In our never ending search for an automated let me sit back and watch and make money method, Dogwood and I are trying a number of approaches to using the Proshares ultra-short funds along with the Q's to see if we can find a market timing system that makes sense. Dogwood is right now studying the effect of TICK on the process and I'm looking at several other methods.

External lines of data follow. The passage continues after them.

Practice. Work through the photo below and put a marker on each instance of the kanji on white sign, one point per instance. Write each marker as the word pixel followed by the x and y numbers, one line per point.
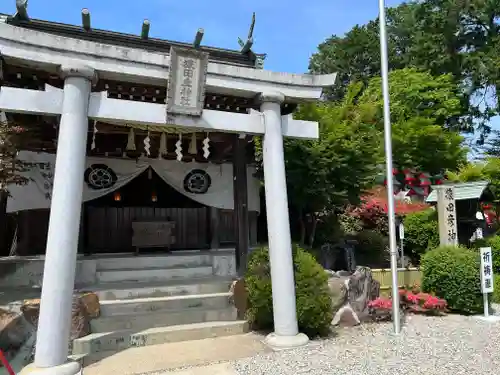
pixel 486 270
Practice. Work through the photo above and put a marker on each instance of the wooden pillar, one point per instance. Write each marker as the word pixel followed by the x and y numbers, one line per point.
pixel 214 228
pixel 4 245
pixel 240 188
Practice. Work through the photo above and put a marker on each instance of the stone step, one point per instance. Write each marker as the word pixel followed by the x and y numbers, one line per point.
pixel 153 274
pixel 139 322
pixel 156 304
pixel 173 260
pixel 121 290
pixel 119 340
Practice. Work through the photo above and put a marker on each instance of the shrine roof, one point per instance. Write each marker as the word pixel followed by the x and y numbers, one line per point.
pixel 227 56
pixel 463 191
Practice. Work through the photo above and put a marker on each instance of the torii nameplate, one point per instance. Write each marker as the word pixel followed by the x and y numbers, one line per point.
pixel 186 82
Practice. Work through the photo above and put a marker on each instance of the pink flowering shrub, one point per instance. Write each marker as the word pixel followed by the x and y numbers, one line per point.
pixel 380 309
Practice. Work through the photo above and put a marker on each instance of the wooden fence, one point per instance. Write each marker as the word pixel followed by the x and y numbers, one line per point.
pixel 406 278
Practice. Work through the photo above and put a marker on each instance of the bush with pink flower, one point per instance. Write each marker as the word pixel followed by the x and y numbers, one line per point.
pixel 380 309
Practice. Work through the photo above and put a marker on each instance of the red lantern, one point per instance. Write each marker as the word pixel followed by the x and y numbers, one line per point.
pixel 425 179
pixel 411 193
pixel 409 177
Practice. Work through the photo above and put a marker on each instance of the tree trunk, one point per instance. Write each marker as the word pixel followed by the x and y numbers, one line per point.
pixel 302 224
pixel 312 235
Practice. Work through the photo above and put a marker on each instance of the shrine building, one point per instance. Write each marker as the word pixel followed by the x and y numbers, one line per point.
pixel 142 176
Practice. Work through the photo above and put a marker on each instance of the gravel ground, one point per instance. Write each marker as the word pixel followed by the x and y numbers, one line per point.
pixel 427 345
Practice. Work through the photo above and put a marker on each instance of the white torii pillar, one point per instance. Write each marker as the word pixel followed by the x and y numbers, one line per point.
pixel 286 333
pixel 51 356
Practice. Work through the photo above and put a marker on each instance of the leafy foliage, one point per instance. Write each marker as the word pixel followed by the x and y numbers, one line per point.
pixel 314 305
pixel 326 174
pixel 454 37
pixel 421 233
pixel 420 105
pixel 494 243
pixel 452 273
pixel 485 170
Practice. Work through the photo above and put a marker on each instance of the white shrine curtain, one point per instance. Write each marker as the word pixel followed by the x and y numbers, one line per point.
pixel 105 175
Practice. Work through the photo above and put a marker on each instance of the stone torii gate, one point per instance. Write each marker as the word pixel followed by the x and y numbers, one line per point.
pixel 81 63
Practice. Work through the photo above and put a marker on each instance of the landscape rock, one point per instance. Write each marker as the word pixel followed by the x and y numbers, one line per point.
pixel 338 292
pixel 14 331
pixel 352 294
pixel 346 317
pixel 362 288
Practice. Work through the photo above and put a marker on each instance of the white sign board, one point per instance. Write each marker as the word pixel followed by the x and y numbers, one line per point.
pixel 186 82
pixel 486 270
pixel 447 215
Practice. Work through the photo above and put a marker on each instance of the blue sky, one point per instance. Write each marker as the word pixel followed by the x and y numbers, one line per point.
pixel 287 30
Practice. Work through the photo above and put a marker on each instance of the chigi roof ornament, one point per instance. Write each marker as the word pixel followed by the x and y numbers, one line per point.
pixel 22 10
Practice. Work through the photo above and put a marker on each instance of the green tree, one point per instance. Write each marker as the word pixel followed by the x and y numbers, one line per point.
pixel 328 173
pixel 420 105
pixel 485 170
pixel 455 37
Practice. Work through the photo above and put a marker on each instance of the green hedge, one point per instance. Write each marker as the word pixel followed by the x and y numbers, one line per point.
pixel 421 233
pixel 496 290
pixel 452 273
pixel 314 304
pixel 494 243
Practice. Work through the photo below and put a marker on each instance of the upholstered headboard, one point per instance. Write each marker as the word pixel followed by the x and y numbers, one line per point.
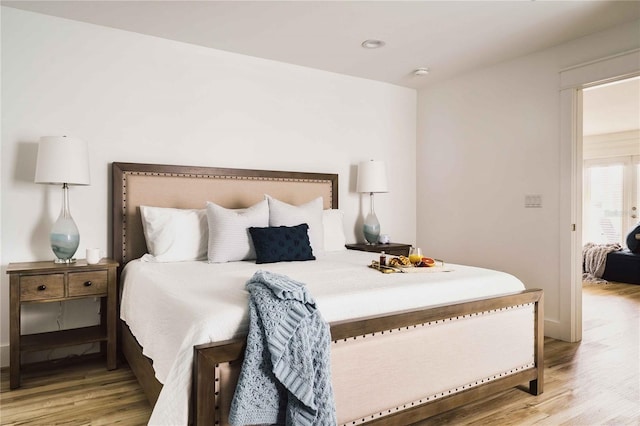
pixel 191 187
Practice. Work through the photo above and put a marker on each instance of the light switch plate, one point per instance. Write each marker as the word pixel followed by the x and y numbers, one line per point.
pixel 533 201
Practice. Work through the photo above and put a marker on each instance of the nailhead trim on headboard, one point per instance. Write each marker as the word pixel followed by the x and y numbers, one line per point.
pixel 127 173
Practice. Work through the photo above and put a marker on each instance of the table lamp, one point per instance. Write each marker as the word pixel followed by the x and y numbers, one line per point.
pixel 63 160
pixel 372 178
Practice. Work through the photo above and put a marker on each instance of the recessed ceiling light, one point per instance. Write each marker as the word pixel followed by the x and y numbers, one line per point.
pixel 372 44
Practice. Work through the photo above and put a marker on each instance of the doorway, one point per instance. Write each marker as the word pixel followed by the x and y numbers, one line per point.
pixel 573 81
pixel 611 161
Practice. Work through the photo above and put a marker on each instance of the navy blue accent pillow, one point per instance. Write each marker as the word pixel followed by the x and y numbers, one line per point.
pixel 282 243
pixel 632 242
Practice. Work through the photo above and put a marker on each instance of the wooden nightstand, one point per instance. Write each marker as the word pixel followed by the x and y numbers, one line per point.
pixel 42 282
pixel 394 249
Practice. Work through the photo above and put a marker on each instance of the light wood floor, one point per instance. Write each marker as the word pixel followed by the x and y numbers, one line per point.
pixel 595 382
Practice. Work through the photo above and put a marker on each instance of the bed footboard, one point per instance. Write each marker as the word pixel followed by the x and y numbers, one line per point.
pixel 404 367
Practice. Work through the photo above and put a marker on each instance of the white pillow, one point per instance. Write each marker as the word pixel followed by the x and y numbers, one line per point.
pixel 229 238
pixel 283 214
pixel 174 235
pixel 334 238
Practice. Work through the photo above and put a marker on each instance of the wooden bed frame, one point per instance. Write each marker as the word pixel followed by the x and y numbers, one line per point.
pixel 399 339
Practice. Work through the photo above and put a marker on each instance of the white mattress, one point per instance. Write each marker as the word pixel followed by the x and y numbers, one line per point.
pixel 170 307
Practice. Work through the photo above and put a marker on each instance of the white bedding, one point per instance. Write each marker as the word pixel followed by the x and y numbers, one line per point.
pixel 170 307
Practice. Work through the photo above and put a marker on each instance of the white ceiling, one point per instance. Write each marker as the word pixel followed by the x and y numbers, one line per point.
pixel 449 37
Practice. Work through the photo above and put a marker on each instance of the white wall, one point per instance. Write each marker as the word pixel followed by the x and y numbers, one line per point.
pixel 485 140
pixel 137 98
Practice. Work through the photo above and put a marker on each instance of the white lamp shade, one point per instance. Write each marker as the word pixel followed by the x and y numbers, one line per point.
pixel 372 177
pixel 62 160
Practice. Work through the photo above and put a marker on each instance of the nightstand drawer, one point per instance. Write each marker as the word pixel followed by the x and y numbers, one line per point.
pixel 87 283
pixel 41 287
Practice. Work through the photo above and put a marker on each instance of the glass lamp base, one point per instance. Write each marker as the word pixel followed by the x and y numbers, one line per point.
pixel 371 229
pixel 65 240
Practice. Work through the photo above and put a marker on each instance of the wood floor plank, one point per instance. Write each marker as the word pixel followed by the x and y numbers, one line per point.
pixel 594 382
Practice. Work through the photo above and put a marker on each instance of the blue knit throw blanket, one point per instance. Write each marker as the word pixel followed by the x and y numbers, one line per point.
pixel 286 372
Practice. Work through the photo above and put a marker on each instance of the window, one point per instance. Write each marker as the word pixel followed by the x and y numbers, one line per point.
pixel 611 194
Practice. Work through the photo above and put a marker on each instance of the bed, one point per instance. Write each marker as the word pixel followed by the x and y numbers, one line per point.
pixel 395 365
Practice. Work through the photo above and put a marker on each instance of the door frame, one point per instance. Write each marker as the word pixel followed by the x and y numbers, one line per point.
pixel 572 81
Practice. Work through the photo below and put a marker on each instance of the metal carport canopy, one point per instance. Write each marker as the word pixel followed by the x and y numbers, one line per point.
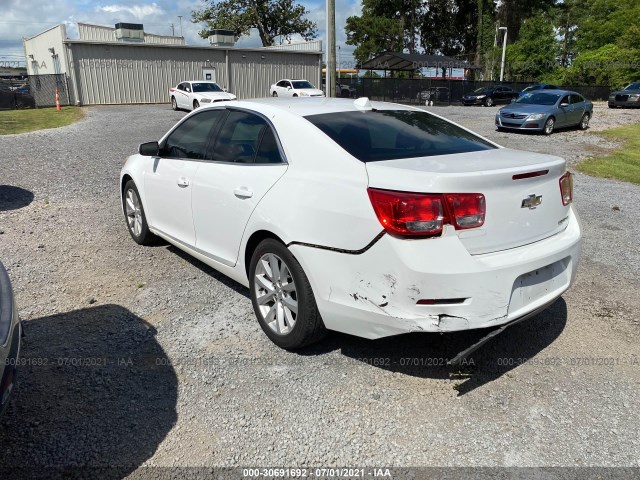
pixel 412 61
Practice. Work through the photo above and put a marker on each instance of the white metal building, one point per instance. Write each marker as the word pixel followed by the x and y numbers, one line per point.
pixel 123 65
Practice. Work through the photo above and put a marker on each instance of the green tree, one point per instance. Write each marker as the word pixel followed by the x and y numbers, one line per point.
pixel 384 25
pixel 272 19
pixel 535 53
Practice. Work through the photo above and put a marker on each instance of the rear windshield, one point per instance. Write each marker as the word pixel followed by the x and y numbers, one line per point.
pixel 206 87
pixel 390 134
pixel 297 84
pixel 539 99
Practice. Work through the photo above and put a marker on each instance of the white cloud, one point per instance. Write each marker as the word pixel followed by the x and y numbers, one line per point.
pixel 138 11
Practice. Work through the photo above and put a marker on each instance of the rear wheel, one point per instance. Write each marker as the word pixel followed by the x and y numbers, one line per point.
pixel 135 216
pixel 282 297
pixel 584 123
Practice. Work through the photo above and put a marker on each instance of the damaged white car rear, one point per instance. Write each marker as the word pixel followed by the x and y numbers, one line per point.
pixel 368 218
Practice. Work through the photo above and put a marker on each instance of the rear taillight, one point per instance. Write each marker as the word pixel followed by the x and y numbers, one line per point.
pixel 566 188
pixel 467 209
pixel 424 214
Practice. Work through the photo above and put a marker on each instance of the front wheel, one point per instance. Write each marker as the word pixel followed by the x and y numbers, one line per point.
pixel 584 123
pixel 135 216
pixel 282 297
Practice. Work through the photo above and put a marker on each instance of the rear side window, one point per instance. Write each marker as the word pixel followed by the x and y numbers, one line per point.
pixel 239 138
pixel 391 134
pixel 190 138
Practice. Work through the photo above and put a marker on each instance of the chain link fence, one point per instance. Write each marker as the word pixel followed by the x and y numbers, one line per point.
pixel 442 92
pixel 34 91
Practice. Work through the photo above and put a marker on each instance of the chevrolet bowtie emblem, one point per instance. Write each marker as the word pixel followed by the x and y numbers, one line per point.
pixel 532 201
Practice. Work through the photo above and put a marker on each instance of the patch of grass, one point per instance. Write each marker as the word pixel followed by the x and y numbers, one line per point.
pixel 21 121
pixel 624 163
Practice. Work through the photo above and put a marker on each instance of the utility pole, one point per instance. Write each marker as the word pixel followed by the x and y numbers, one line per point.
pixel 504 50
pixel 331 48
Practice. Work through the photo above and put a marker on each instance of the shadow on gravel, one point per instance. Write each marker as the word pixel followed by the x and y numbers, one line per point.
pixel 13 198
pixel 425 355
pixel 95 397
pixel 226 281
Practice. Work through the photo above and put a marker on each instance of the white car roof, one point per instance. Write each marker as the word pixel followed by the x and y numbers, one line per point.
pixel 309 106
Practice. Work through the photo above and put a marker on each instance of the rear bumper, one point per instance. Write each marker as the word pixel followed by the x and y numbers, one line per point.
pixel 375 294
pixel 627 103
pixel 520 124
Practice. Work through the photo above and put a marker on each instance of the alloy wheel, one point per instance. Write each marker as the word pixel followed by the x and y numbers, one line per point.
pixel 276 294
pixel 133 211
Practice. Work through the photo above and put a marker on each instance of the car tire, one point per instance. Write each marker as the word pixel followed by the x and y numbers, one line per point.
pixel 135 217
pixel 584 122
pixel 274 307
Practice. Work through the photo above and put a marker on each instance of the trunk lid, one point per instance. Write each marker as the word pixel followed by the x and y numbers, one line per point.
pixel 508 223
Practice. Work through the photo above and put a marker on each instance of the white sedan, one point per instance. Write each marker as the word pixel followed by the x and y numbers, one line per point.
pixel 190 95
pixel 368 218
pixel 294 88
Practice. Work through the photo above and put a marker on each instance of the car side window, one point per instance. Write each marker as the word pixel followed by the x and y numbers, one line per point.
pixel 190 138
pixel 239 138
pixel 268 151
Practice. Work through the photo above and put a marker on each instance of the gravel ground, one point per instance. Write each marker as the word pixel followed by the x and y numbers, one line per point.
pixel 145 357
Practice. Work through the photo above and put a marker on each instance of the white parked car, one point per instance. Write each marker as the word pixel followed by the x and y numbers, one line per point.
pixel 190 95
pixel 294 88
pixel 369 218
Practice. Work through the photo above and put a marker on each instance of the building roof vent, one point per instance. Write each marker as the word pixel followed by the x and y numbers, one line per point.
pixel 129 32
pixel 222 38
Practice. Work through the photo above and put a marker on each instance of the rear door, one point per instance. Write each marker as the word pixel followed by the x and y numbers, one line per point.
pixel 168 181
pixel 246 160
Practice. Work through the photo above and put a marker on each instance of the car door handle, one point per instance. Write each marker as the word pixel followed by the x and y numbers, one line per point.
pixel 243 192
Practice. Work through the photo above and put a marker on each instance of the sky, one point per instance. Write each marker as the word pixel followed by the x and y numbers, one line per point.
pixel 26 18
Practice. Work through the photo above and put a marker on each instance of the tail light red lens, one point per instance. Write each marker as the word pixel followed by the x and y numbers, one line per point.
pixel 566 188
pixel 408 214
pixel 424 214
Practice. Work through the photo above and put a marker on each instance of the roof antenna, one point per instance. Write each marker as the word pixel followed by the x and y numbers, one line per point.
pixel 363 104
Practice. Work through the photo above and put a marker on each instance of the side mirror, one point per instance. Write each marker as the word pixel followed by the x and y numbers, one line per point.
pixel 149 149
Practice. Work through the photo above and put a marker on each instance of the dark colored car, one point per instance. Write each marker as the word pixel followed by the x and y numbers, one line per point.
pixel 538 86
pixel 629 96
pixel 489 96
pixel 433 95
pixel 12 99
pixel 544 111
pixel 10 333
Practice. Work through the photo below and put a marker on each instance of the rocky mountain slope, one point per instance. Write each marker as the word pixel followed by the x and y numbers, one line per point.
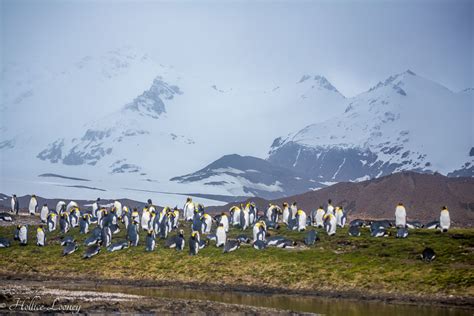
pixel 422 194
pixel 404 123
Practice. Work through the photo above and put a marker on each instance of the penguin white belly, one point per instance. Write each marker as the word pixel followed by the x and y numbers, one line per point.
pixel 246 220
pixel 220 237
pixel 23 235
pixel 118 208
pixel 319 219
pixel 444 221
pixel 236 218
pixel 188 211
pixel 332 226
pixel 302 222
pixel 44 214
pixel 400 218
pixel 32 206
pixel 225 223
pixel 256 229
pixel 145 220
pixel 285 215
pixel 40 238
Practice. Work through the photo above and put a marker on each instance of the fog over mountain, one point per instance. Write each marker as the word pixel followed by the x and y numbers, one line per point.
pixel 267 99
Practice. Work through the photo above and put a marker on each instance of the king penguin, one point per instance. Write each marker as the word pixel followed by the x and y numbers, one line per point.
pixel 44 213
pixel 40 236
pixel 4 242
pixel 301 220
pixel 319 217
pixel 52 221
pixel 150 241
pixel 400 215
pixel 259 231
pixel 132 234
pixel 444 219
pixel 224 220
pixel 23 235
pixel 220 236
pixel 33 206
pixel 340 217
pixel 188 209
pixel 194 242
pixel 106 236
pixel 330 224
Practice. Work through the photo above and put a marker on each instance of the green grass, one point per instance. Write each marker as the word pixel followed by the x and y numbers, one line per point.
pixel 338 263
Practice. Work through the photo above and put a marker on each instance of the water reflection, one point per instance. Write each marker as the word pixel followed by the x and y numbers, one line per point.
pixel 328 306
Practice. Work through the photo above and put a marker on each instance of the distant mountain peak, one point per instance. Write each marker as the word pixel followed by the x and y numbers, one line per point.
pixel 320 81
pixel 150 102
pixel 395 81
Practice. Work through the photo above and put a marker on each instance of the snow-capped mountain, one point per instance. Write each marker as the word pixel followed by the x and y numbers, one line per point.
pixel 406 122
pixel 250 176
pixel 116 135
pixel 127 123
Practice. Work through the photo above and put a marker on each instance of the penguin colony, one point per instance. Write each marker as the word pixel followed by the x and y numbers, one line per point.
pixel 108 221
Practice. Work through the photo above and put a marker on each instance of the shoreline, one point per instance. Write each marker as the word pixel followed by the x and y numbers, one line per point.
pixel 453 301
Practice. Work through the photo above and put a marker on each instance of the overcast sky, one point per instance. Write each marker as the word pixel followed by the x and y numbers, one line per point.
pixel 353 43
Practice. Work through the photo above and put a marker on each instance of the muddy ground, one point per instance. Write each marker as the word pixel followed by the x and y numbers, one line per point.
pixel 51 297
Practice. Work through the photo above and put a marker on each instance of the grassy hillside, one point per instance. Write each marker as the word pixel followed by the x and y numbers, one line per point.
pixel 338 263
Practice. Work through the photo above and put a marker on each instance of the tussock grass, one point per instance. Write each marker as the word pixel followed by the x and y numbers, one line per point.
pixel 340 262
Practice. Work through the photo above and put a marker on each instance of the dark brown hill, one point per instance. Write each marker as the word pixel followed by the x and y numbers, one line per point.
pixel 422 194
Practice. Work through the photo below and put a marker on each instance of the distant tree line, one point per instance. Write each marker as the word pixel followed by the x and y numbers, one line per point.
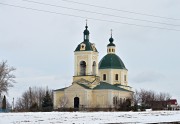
pixel 35 99
pixel 145 99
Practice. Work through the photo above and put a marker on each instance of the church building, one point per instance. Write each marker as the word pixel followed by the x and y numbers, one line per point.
pixel 95 84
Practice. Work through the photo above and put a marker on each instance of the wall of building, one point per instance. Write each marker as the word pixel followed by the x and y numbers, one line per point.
pixel 89 57
pixel 110 76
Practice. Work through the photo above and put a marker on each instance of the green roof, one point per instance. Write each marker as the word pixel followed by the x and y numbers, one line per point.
pixel 62 89
pixel 83 85
pixel 104 85
pixel 87 48
pixel 111 61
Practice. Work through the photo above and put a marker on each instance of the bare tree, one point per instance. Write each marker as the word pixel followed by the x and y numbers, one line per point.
pixel 149 98
pixel 6 77
pixel 63 101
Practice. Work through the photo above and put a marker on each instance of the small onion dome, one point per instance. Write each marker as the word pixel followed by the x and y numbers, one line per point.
pixel 86 31
pixel 111 61
pixel 111 42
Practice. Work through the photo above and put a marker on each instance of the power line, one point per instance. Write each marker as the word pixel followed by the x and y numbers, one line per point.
pixel 100 13
pixel 144 14
pixel 52 12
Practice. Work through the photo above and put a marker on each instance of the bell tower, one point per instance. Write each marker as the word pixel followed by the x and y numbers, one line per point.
pixel 85 59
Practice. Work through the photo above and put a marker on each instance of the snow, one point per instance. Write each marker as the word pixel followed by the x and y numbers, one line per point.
pixel 89 117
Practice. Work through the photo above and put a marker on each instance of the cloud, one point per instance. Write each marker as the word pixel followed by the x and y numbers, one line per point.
pixel 147 76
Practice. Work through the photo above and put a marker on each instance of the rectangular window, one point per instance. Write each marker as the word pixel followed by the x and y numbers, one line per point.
pixel 104 77
pixel 116 77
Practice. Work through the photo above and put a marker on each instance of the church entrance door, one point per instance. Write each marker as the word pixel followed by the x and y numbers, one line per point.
pixel 76 102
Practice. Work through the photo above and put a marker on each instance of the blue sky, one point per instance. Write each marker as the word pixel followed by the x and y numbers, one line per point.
pixel 40 45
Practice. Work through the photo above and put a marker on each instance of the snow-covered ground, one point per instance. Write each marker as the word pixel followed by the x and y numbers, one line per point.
pixel 89 117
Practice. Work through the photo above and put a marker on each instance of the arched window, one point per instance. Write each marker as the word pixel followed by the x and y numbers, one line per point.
pixel 116 77
pixel 94 68
pixel 82 68
pixel 115 100
pixel 121 101
pixel 104 77
pixel 125 78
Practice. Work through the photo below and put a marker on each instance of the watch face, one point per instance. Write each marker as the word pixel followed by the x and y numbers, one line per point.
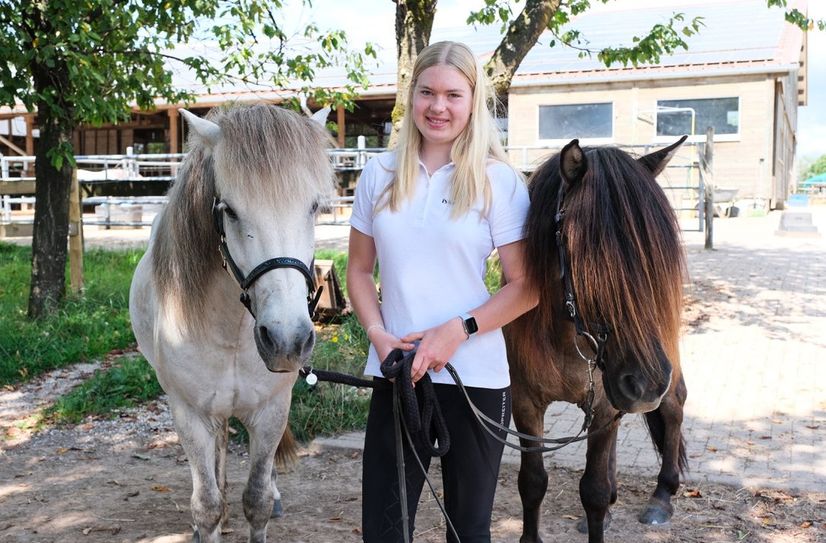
pixel 471 326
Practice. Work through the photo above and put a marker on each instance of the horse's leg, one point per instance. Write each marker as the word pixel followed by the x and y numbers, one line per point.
pixel 533 479
pixel 665 427
pixel 284 454
pixel 198 438
pixel 582 525
pixel 277 507
pixel 597 488
pixel 265 431
pixel 221 443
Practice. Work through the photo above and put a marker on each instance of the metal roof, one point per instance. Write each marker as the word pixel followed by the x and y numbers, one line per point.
pixel 735 33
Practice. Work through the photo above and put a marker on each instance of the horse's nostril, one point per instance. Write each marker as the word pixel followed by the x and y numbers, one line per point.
pixel 264 334
pixel 631 387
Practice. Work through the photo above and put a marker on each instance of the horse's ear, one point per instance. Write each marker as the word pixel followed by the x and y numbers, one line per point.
pixel 207 131
pixel 321 115
pixel 572 163
pixel 658 160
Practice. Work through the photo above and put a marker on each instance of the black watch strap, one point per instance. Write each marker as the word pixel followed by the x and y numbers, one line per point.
pixel 469 324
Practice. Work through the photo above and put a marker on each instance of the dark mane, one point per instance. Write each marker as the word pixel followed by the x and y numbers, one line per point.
pixel 623 241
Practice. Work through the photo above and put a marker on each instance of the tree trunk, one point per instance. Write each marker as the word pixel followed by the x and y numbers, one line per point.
pixel 414 21
pixel 523 33
pixel 51 219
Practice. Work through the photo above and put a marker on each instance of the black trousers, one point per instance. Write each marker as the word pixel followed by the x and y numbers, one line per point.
pixel 469 469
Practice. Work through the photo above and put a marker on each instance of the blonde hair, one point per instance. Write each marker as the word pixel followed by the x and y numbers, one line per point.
pixel 479 141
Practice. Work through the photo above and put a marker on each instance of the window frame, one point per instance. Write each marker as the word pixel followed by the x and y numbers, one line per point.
pixel 699 137
pixel 558 142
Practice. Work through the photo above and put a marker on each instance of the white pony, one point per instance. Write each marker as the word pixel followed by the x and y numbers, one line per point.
pixel 251 183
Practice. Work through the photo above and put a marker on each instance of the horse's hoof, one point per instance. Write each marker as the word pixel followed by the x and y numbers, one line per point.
pixel 582 525
pixel 277 510
pixel 655 515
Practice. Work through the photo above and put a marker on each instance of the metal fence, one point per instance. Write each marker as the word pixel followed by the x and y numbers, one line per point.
pixel 683 182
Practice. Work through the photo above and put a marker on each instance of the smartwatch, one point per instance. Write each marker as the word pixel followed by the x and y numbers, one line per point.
pixel 469 324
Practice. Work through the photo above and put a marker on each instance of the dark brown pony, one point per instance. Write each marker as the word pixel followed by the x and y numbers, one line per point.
pixel 626 268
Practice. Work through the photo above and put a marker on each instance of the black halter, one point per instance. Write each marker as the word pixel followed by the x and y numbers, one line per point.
pixel 602 330
pixel 245 282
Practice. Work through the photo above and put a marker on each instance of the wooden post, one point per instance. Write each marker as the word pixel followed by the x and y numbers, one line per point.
pixel 174 120
pixel 75 237
pixel 29 142
pixel 173 130
pixel 341 126
pixel 708 165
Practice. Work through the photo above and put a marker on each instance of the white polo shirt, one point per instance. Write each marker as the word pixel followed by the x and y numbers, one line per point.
pixel 432 267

Including buy both and let one fail and one succeed. The best way to do that is to buy one or the other the night before depending on your feel for the market on the next day. If you believe the market is going up the next morning buy the Q's and set a stop close below them. If you believe the market is going down buy QID and set a stop below it. Usually at 3:45 EST you shouldn't have a lot of trouble getting filled because the day traders have all gone home for the day. (Except for a few hard core who play after hours). Then the next morning at the open you buy the other automatically also with a close stop and hope that the whipsaw of the market place doesn't take them both out. It happens. I've tried it a couple of times with success each time but I don't like the suspense.
Yesterday morning provided a great opportunity to try out a pivot point based approach because the Q's opened up and QID opened down. If you want to be prepared for the next day you have to generate the pivot points before the market opens - we've discussed how pivot points are generated so I won't cover that again.
Once you have generated the pivot points for the two stocks as soon as the market opens and you can get a one day chart you should bring it up and annotate it with the pivot point, MPH, MPL, R1, S1 or as much as will fit. Some systems provide this capability built in - mine doesn't but that's OK - I would continue to annotate them by hand as I have been doing all along. I enjoy doing it and it helps me concentrate on the task at hand.
Here is what the two stocks looked like at the end of the day.
You can see how they are an exact mirror image of one another and that they hit the pivot points at the same times. Note how you could have used the pivot point (1) of both stocks to inform your purchase. Then when the QID pulled back away from R3 and the Q's pulled away from S3 you sell QID and buy the Q's.
Thus in one day you make a buck and a half on QID and another 30 cents on the Q's. Dogwood suggests that we use QLD but I don't think it has enough volume yet to make it reasonable. But if you could have got a fill in QLD around 12:15 or so you would have made about a buck on the transaction.
I'll stick with the Q's for the counter trade in this instance until QLD becomes more popular.
A little memory trick so that you won't be buying the wrong ETF - QLD - "Long Double Q's", QID - "Inverse Double Q's".